Ok, now that you're caught up... So obviously I was dreading taking him to the airport and going through my first "see you later." He was flying out of an airport about 90 minutes away from us and I had wondered in my little brain how it would all happen. I wondered if his parents were going to take him, or if I was going to take him, or if I was going to go with his parents to take him. I don't think we had a conversation about who was taking him to the airport; if we did, I honestly do not remember it. Honestly, I wanted to take him to the airport all by myself. I had only met his parents a few times and they were super cool, but I know how emotional I get, especially considering what this was, and I didn't really want to be with them when I was a sobbing mess.
The night before he was to leave, he had spent the night before at my apartment. That morning, we got up, got all ready and then we went to his parents house. We stopped at the gas station and I filled up my tank, and I think he bought donuts. Then we went to his parents house. I think I thought that we would say our "see you laters" in the drive way of their house and his parents would take him to the airport and that would be that. Instead, we got to the house, had donuts and hung out for a little bit. We printed directions to the airport. I don't think any of us really talked about who was taking him to the airport. Again, if we did, I don't remember it. After a little while, we said goodbye to his parents. I remember not watching that. I wasn't even ready for my own goodbye, and I just couldn't watch him say bye to his parents. I just turned around and looked at my car and paced back and forth with
Somehow it was understood that I was taking him to the airport. I remember I drove to the airport. We held hands the whole way there. I think I started crying shortly before we got to the airport, but I had been been getting all teary-eyed the whole morning. I just was able to make it stop, but I couldn't this time. I asked if I could come in with him, and he said yes. I remember I only had like a dollar cash on me and realized that probably wasn't enough to cover parking. He gave me $5 and told me that would cover the parking. (I kept that $5 bill from him. It's still in my wallet to this day). We checked him in and I was already crying. I don't think I went up to the counter with him because that just made it more real. I've said this before, but I really wish that he were wearing his ACU's when we are parting ways. I cry like such an ugly person...my nose is runny, and bright red, my eyes are red and puffy...there's no mistaking it. I wish I was a graceful crier, but I'm not. People probably thought I was a crazy who'd never said bye before. At least if he was wearing his uniform, they'd have an idea why I was crying so hard. Instead, we just looked like 2 civilians. It was a fairly quick good bye. We didn't hang out at the airport for too long after checking him in. I think once I got in the car was when I really lost it. This is when I was crying so uncontrollably hard. He had called me a little time later before he actually took off and said, "are you ok?" Again, I lied to him and told him I was OK. (To clarify, I'm not a habitual liar, I just like to appear to him that I'm much stronger emotionally than I really am. He knows better though, but I still do it). He spent that night in a hotel in Atlanta. We talked on the phone and he said he had contemplated flying me down there for the night just for one last night together. (This leave, I've already decided that I'll be going with since I'm guessing he'll be flying out of Atlanta again).

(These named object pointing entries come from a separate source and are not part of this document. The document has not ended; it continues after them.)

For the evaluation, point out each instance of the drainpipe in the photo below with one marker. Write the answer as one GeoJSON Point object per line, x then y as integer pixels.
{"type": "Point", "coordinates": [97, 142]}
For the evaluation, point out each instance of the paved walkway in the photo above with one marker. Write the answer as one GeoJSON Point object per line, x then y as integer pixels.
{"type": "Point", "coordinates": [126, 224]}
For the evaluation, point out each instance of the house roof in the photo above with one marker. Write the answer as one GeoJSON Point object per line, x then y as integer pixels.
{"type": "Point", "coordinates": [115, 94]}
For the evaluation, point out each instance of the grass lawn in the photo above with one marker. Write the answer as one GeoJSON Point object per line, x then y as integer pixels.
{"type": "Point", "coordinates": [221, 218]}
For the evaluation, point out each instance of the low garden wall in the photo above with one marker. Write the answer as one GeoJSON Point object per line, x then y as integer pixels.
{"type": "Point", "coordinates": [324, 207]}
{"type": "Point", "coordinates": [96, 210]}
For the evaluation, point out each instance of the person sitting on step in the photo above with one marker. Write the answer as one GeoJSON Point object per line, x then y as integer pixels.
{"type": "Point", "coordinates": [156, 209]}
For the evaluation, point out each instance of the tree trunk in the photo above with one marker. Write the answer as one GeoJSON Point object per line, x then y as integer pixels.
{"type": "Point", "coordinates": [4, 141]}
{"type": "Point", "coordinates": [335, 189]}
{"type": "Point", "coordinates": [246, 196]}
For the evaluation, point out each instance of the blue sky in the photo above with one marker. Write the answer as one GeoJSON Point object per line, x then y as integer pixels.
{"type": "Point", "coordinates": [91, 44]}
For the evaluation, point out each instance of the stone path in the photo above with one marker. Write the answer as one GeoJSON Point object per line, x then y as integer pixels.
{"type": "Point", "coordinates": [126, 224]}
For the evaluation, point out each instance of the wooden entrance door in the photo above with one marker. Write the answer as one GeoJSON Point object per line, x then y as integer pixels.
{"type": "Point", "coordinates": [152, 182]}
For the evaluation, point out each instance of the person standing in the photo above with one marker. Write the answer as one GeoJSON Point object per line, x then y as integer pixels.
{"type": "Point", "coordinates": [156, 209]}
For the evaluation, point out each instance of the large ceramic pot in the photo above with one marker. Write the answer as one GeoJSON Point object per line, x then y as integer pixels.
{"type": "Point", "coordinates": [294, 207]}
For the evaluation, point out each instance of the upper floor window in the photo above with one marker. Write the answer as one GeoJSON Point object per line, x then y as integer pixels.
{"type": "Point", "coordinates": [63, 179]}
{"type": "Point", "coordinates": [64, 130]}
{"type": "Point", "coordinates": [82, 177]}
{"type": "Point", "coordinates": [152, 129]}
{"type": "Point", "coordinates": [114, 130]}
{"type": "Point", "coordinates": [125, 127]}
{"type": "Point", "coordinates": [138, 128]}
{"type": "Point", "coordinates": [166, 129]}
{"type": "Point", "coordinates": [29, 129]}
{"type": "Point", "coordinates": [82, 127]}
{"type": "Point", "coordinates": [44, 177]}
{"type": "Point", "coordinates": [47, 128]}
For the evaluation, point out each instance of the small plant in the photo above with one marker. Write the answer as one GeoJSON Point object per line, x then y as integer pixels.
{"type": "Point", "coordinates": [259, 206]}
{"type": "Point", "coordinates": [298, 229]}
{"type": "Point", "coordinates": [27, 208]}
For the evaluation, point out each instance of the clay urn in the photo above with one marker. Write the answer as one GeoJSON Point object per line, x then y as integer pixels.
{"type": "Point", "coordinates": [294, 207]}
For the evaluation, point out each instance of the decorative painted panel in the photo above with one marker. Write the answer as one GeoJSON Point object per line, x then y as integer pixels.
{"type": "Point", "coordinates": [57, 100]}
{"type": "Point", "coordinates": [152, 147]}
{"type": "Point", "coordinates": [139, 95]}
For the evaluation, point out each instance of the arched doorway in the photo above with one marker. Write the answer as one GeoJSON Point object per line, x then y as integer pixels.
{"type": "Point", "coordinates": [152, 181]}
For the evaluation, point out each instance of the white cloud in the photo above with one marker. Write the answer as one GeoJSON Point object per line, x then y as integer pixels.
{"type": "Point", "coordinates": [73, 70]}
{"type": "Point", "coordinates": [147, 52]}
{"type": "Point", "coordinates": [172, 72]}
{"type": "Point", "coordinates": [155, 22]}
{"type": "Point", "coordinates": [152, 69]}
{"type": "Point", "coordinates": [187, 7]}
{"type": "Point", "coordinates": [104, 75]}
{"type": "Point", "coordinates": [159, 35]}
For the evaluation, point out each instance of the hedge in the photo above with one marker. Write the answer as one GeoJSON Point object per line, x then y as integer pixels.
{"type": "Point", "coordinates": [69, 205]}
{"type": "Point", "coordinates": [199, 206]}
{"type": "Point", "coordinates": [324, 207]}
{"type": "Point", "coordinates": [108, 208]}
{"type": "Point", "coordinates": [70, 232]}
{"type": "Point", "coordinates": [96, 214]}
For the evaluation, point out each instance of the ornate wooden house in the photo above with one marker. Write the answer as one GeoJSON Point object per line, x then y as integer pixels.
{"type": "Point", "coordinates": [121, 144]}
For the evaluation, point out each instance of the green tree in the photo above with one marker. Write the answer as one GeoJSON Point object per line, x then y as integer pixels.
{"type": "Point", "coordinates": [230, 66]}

I made the drive home successfully and took a short nap. I still had to babysit and I was so completely emotionally exhausted. That evening, I went over to the girls house to babysit them, and I remember being in the bathroom with the girls (we were playing hide and seek and one was in the bathtub) and I was on my cell phone talking to my friend. She asked how the "see you later" went and I started crying just thinking about it and telling her about it. When I got off the phone, the younger girl who was probably 5 at the time said to me, "why are you sad, Stacy?" And I explained to her that Seth had to leave and he wouldn't be home for a long long time and I was going to miss him a lot. She said, "do you want a hug?" It was so sweet....a little 5 year old was consoling a very, very sad 24 year old. Then she told her older sister why I was so sad and why she was hugging me. I love these girls so much. Even now, after Seth leaves, they'll call me a few days later and just check to see how I'm doing.
Anyways, the whole point of this blog which got much longer than I intended (sorry!) was to say that I'm thankful that his parents let me take him to the airport that first time. I'm thankful that they didn't insist they take him, or that they come with me, or that I not even go with. I'm glad they just somehow understood it was something I needed to do...alone...and they let me do it. We've had a few more good byes at the airports and it's always been my responsibility to take him.
So... thank you future parent in laws. I honestly do appreciate your understanding!